49. The method of claim 28 wherein M is a

radioactive metal ion isotope.

50. The method of claim 49 wherein the radioactive metal ion isotope is ⁹⁰Y .

51. A pharmaceutical composition comprising a compound of claim 1 dissolved or dispersed in a

pharmaceutically acceptable carrier.

52. A pharmaceutical composition comprising a compound of claim 2 dissolved or dispersed in a

pharmaceutically acceptable medium.

53. A method of treating a tumor in a mammal comprising administering to said mammal an effective dose of a non radioactive targeting immunoreagent of claim 1 in a pharmaceutically acceptable medium, for a time period sufficient for said non radioactive

targeting immunoreagent to accumulate at the tumor site in said mammal, and subsequently, administering an effective dose of a radioactive targeting reagent of claim 2 in a pharmaceutically acceptable medium to said mammal, for a time period sufficient for said

radioactive targeting reagent to accumulate at the target site, said target site being the said non radioactive targeting immunoreagent accumulated at said tumor site in said mammal.

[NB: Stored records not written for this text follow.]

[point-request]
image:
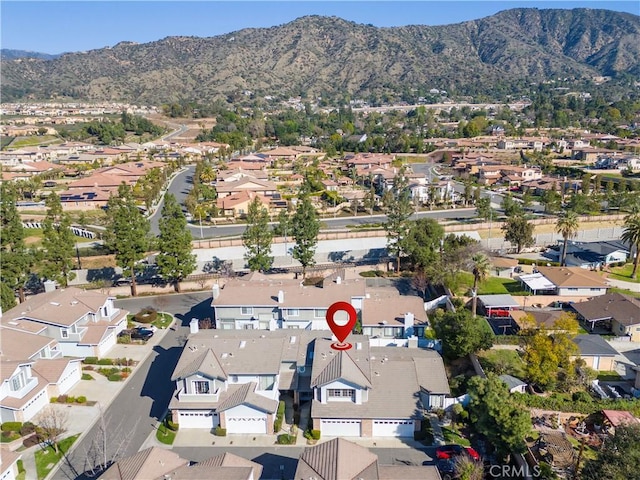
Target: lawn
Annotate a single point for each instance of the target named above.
(501, 362)
(47, 459)
(454, 437)
(490, 285)
(624, 273)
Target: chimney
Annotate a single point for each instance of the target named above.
(193, 325)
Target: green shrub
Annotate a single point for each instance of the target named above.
(11, 426)
(27, 429)
(146, 315)
(286, 439)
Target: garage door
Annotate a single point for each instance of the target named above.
(340, 428)
(247, 425)
(392, 428)
(198, 419)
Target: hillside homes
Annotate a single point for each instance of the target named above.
(83, 323)
(234, 380)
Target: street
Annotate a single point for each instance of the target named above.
(144, 400)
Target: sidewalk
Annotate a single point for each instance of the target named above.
(82, 417)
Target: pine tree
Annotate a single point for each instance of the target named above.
(17, 260)
(398, 208)
(306, 227)
(257, 238)
(127, 232)
(175, 260)
(58, 242)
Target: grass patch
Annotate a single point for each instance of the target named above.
(502, 362)
(164, 434)
(609, 376)
(46, 459)
(452, 436)
(163, 320)
(623, 273)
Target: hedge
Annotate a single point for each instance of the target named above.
(11, 426)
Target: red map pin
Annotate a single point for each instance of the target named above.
(341, 331)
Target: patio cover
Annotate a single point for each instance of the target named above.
(536, 282)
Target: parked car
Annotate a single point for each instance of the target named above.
(446, 452)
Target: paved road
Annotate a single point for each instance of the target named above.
(280, 462)
(137, 408)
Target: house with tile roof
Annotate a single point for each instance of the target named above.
(234, 380)
(340, 459)
(32, 371)
(156, 463)
(616, 311)
(84, 323)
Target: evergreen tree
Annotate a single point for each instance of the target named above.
(398, 209)
(17, 260)
(306, 227)
(127, 232)
(175, 259)
(518, 231)
(257, 237)
(58, 242)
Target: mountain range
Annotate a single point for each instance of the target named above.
(317, 55)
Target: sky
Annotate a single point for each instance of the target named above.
(71, 26)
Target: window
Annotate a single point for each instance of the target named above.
(201, 387)
(348, 393)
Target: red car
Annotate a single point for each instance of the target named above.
(446, 452)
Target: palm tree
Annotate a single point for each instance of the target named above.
(631, 235)
(567, 225)
(480, 270)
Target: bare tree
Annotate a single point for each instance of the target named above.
(108, 444)
(52, 423)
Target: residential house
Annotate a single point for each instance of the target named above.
(340, 459)
(615, 311)
(33, 371)
(596, 352)
(514, 384)
(156, 463)
(374, 391)
(84, 323)
(590, 255)
(564, 281)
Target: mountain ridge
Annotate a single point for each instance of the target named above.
(315, 55)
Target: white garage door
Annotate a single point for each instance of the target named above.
(198, 419)
(392, 428)
(247, 425)
(340, 428)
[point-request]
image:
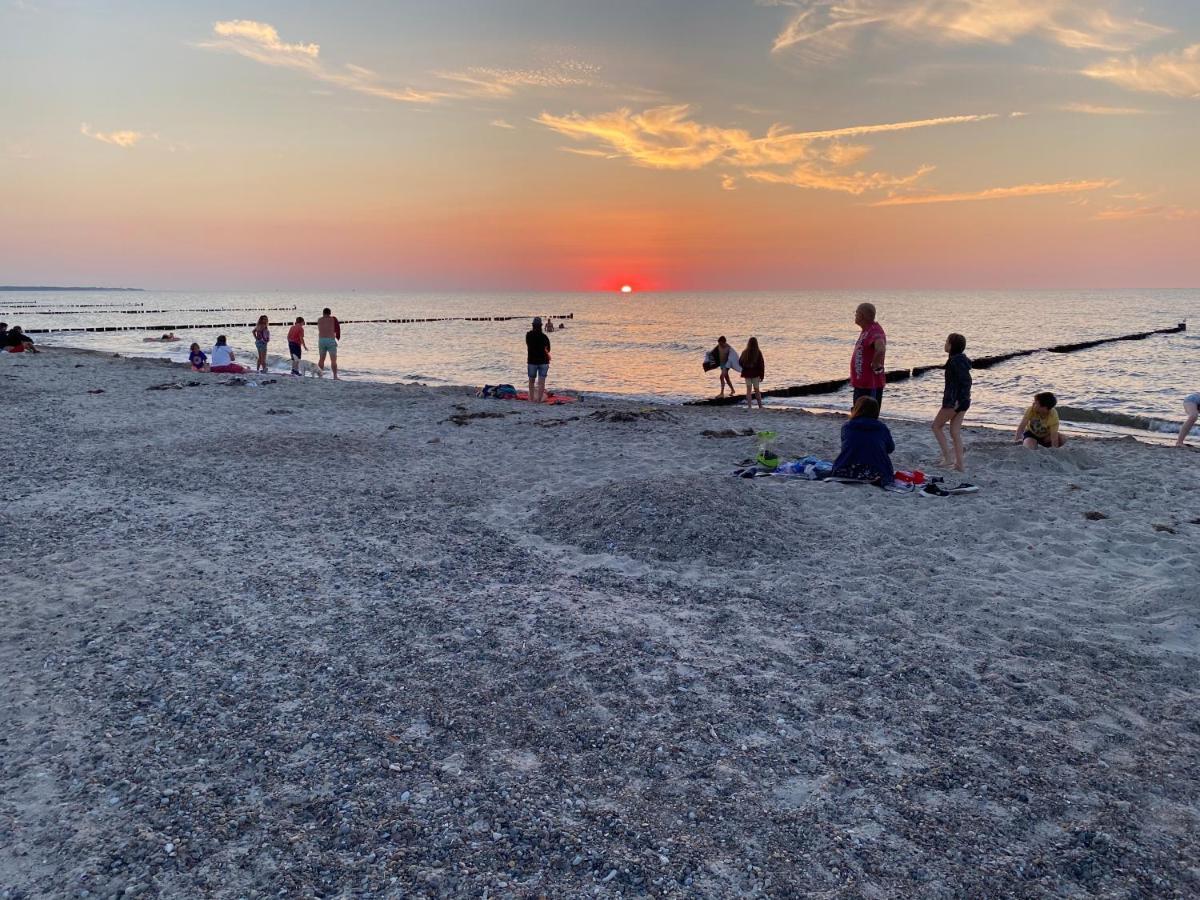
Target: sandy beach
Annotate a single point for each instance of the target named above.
(316, 639)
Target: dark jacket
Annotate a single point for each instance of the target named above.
(865, 444)
(958, 382)
(538, 346)
(754, 365)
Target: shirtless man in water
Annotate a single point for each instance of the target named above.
(329, 333)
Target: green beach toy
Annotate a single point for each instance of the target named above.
(767, 456)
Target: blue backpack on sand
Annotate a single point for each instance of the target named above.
(499, 391)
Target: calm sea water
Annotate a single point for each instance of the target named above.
(651, 345)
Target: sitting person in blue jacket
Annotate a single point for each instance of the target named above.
(865, 444)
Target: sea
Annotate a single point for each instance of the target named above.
(651, 346)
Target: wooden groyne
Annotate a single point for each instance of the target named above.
(155, 312)
(209, 327)
(903, 375)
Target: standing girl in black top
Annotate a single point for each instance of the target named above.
(955, 402)
(538, 359)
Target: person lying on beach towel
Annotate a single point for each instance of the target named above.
(223, 359)
(865, 445)
(1039, 425)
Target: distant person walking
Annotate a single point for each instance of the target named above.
(262, 337)
(329, 333)
(955, 403)
(1192, 407)
(538, 360)
(727, 359)
(223, 359)
(754, 370)
(867, 363)
(297, 343)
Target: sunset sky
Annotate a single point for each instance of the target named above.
(580, 144)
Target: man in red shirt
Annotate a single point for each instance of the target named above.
(867, 364)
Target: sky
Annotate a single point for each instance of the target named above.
(585, 144)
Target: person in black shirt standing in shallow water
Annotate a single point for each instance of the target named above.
(538, 359)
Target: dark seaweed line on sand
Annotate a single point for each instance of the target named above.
(903, 375)
(283, 324)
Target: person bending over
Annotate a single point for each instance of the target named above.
(865, 445)
(1039, 425)
(955, 402)
(17, 341)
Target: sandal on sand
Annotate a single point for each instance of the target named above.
(936, 491)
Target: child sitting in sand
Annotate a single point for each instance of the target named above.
(865, 445)
(223, 359)
(955, 402)
(197, 358)
(1192, 407)
(1039, 425)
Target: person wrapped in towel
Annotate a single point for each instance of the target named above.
(867, 445)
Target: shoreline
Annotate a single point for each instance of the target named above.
(1085, 430)
(397, 640)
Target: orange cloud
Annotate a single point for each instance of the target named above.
(124, 139)
(665, 138)
(995, 193)
(1176, 75)
(826, 28)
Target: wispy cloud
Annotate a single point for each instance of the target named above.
(823, 29)
(1123, 214)
(261, 42)
(1092, 109)
(1176, 75)
(126, 139)
(996, 193)
(666, 138)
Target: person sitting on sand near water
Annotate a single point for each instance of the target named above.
(329, 333)
(754, 370)
(17, 341)
(1192, 407)
(1039, 425)
(223, 359)
(865, 445)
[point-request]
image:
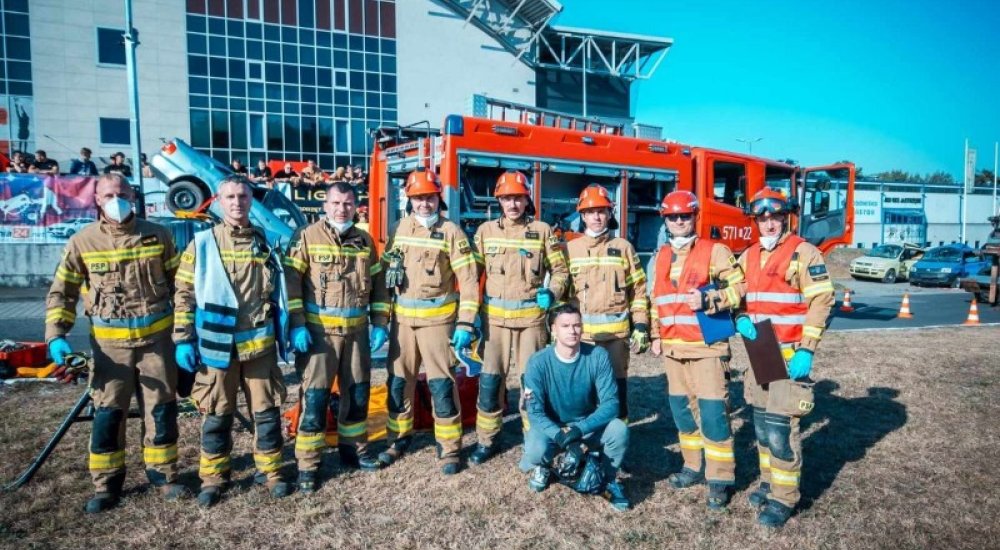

54. A method of diagnostic imaging in a mammal comprising administering to said mammal an imaging effective dose of a non radioactive targeting

immunoreagent of claim 1 in a pharmaceutically

acceptable medium, for a time period sufficient for said non radioactive targeting immunoreagent to accumulate at the imaging site in said mammal, and subsequently, administering an effective dose of a radioactive targeting reagent of claim 2 in a pharmaceutically acceptable medium to said mammal, for a time period sufficient for said radioactive targeting reagent to accumulate at the target site, said target site being the said non radioactive targeting immunoreagent accumulated at said imaging site in said mammal.